172: How to prevent heads of terms from being legally binding
The High Court has held that the parties to a dispute involving land intended to create a legal agreement by agreeing and signing heads of terms.
In Abberley v Abberley  EWHC 1564 (Ch), heads of terms were produced following the mediation of a dispute over division of a farm, land and assets. Heads of terms were agreed in all day and night mediation between the parents and two siblings. A manuscript agreement was signed by both parties’ solicitors, but no colour plans were attached identifying areas of land to be transferred.
Terms continued to be discussed for some months after the mediation. A later attendance note of the mediation mentioned additional terms that had been agreed at the meeting. This included noting that a further transfer of land, a farm business tenancy and cross indemnities would need to be entered into separately.
Eventually, one of the parties instructed a solicitor saying that the heads of terms agreed in the mediation were not binding as they were insufficiently certain or complete to amount to a contract, and did not identify the land to be transferred by reference to a plan.
However, the High Court held that the heads of term were capable of amounting to a binding agreement for the following reasons:
- all the terms agreed at the mediation were incorporated into the signed heads of terms which were intended to create a legal agreement and were found to comply with the statutory requirements;
- the heads of terms were set out in a document signed by both parties’ solicitor with sufficient certainty to be capable of amounting to a binding agreement; and
- the heads of terms did envisage a further transfer and farm business tenancy would be entered into, but did not contemplate any other formal agreement following the mediation. The land to be transferred could be identified by other evidence given by witnesses who attended the mediation.
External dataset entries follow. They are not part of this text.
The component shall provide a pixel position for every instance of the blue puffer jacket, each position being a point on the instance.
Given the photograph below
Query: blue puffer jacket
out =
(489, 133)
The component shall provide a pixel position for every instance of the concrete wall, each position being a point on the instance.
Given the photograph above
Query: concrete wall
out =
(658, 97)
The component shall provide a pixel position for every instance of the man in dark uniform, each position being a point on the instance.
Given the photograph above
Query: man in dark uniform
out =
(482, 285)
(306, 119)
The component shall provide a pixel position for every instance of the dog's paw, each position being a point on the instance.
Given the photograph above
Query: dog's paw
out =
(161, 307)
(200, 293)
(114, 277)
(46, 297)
This is an interesting case as heads of terms in property transactions are not normally expected to be legally binding. However, this particular family mediation required the heads of terms to be a binding agreement in order to resolve the dispute and this decision was made by the judge in the light of the very particular facts.
If there are pre-contract matters that parties do not want to be legally binding, such as heads of terms, then it is best to mark them ‘subject to contract’. The words ‘subject to contract’ are not, however, full-proof and the parties should also expressly state in documentation that the provisions are not intended to be legally binding.